Wikipedia Signpost: Inside the Community-Driven News Hub for Wikipedia Editors

When you read about Wikipedia Signpost, a volunteer-run newspaper that reports on the inner workings of Wikipedia and the Wikimedia movement. It's not a press release. It's not corporate news. It’s the only place where editors, administrators, and policy makers openly debate what’s broken, what’s working, and what’s disappearing from the encyclopedia.

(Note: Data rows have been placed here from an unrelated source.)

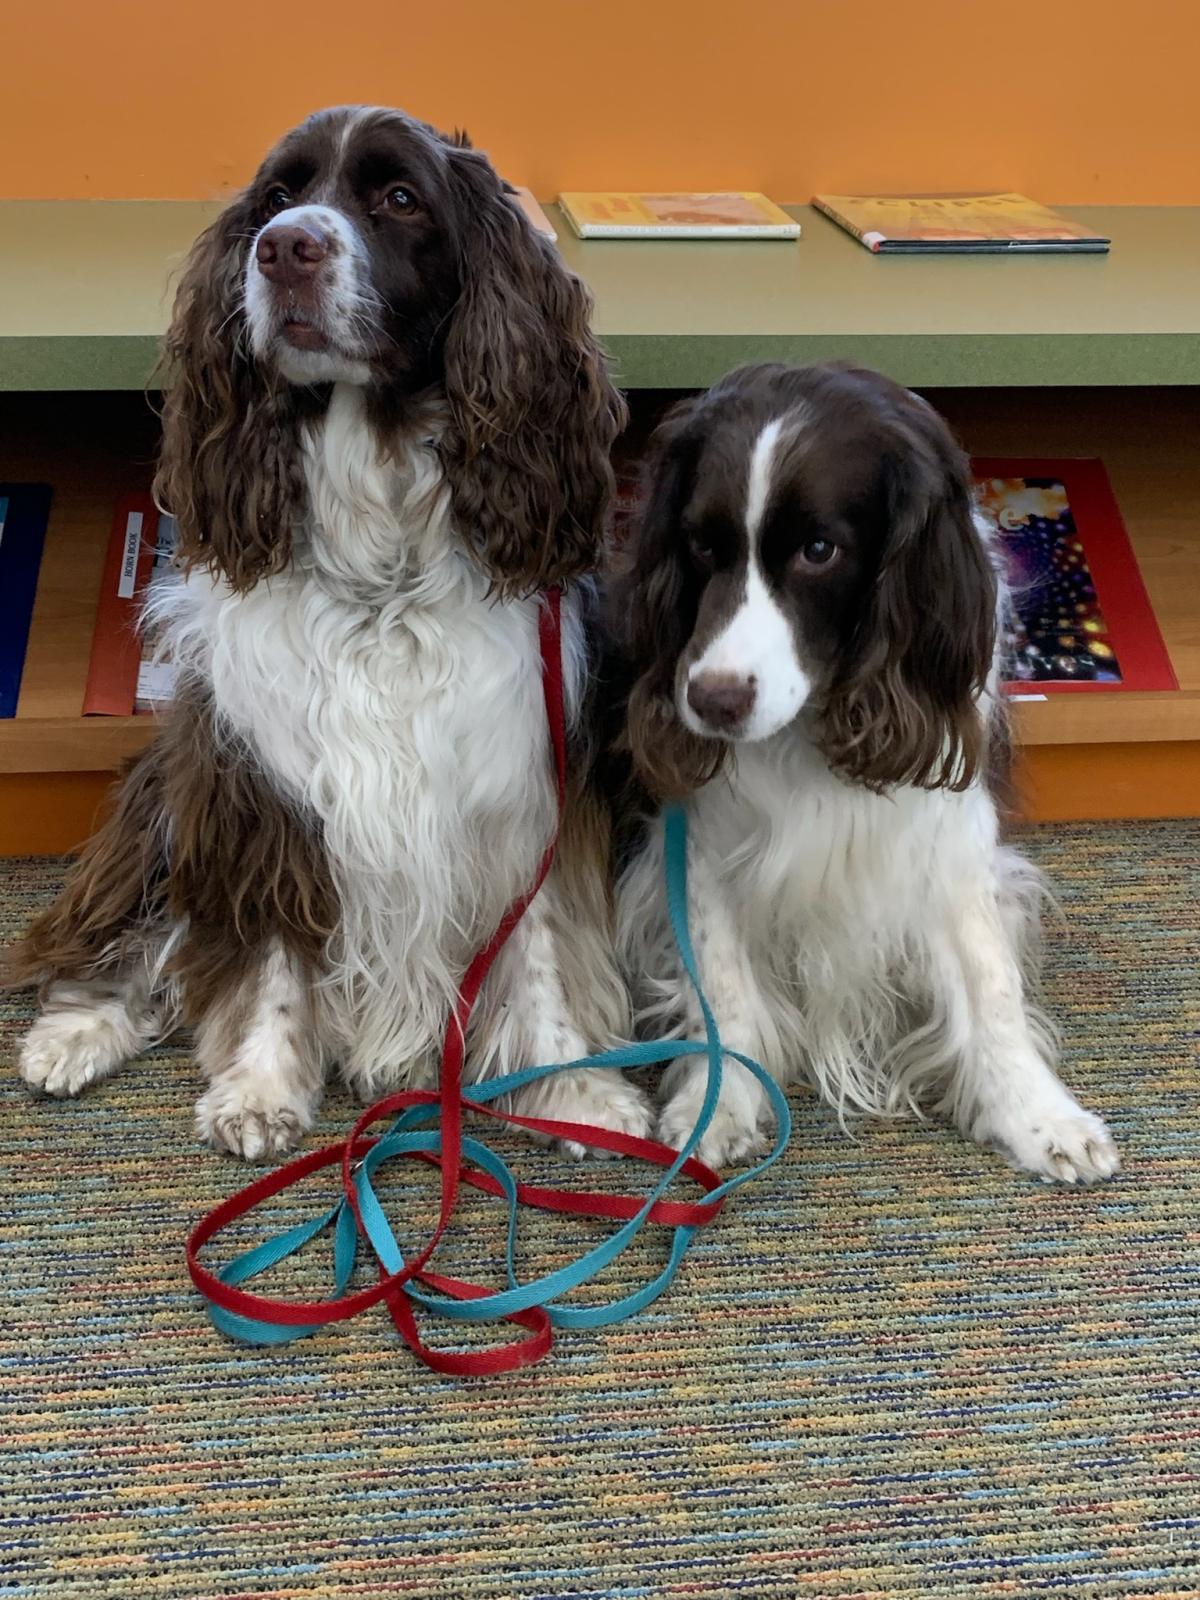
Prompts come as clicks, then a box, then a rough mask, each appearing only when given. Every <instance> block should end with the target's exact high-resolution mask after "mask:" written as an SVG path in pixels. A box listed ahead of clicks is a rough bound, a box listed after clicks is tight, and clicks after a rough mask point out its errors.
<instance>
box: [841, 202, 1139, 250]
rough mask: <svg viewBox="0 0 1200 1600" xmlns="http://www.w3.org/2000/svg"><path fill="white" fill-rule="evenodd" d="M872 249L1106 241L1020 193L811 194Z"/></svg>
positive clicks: (864, 242)
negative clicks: (930, 194)
mask: <svg viewBox="0 0 1200 1600" xmlns="http://www.w3.org/2000/svg"><path fill="white" fill-rule="evenodd" d="M813 205H814V206H816V210H818V211H824V214H826V216H829V218H832V221H834V222H837V224H838V227H845V230H846V232H848V234H853V235H854V238H858V240H859V242H861V243H862V245H866V248H867V250H870V251H872V253H874V254H877V256H915V254H941V253H950V254H968V256H970V254H976V256H979V254H987V256H990V254H1029V253H1043V254H1045V253H1059V251H1069V253H1072V251H1083V253H1091V254H1099V253H1104V251H1106V250H1107V248H1109V245H1110V240H1109V238H1106V237H1104V235H1102V234H1096V232H1094V230H1093V229H1090V227H1086V226H1085V224H1083V222H1075V221H1072V219H1070V218H1066V216H1059V214H1058V211H1051V210H1050V208H1048V206H1043V205H1038V203H1037V202H1035V200H1026V197H1024V195H1014V194H1000V195H910V197H901V195H870V197H869V195H813Z"/></svg>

Also known as the Wikipedia newspaper, it’s written by volunteers for volunteers — and it’s the most trusted source for understanding how Wikipedia really operates behind the scenes.

The Wikipedia Signpost, a community-run publication that documents the life of Wikipedia’s editorial ecosystem doesn’t cover celebrity gossip or trending headlines. It reports on things like how a new policy on due weight just changed how 500 articles were edited, or why a major Wikimedia Foundation decision sparked a week of heated talk on the Village Pump. It tracks the Wikimedia Foundation, the nonprofit that supports Wikipedia’s infrastructure but doesn’t control its content when it rolls out new tools, when it faces backlash from editors, or when it tries to sell data through Wikimedia Enterprise, a commercial service that licenses Wikipedia data to companies. The Signpost connects the dots between tech changes, community fights, and real-world impact — like how copyright takedowns erase historical records, or how AI tools are quietly changing how edits get made.

What you’ll find in this collection isn’t just news — it’s context. You’ll see how the Wikipedia Signpost reflects the same issues that show up in the posts below: the tension between automation and human judgment, the quiet battles over bias and representation, the struggle to keep volunteer-driven journalism alive, and the growing gap between public trust and algorithmic alternatives. These aren’t random stories. They’re the same conversations happening in the Signpost’s columns, on its forums, and in its editorials. Whether you’re a new editor wondering why your edit got reverted, a journalist trying to understand Wikipedia’s credibility, or just someone who uses Wikipedia every day — this is the inside story. You won’t find it on Google’s AI summary. You won’t find it on corporate blogs. You’ll only find it here — because the people who run Wikipedia are the ones writing it down.

Leona Whitcombe

How The Signpost Chooses Stories About Wikipedia

The Signpost is Wikipedia's volunteer-run newspaper that reports on community decisions, policy changes, and editing trends-not headlines. Learn how stories are chosen based on impact, not clicks.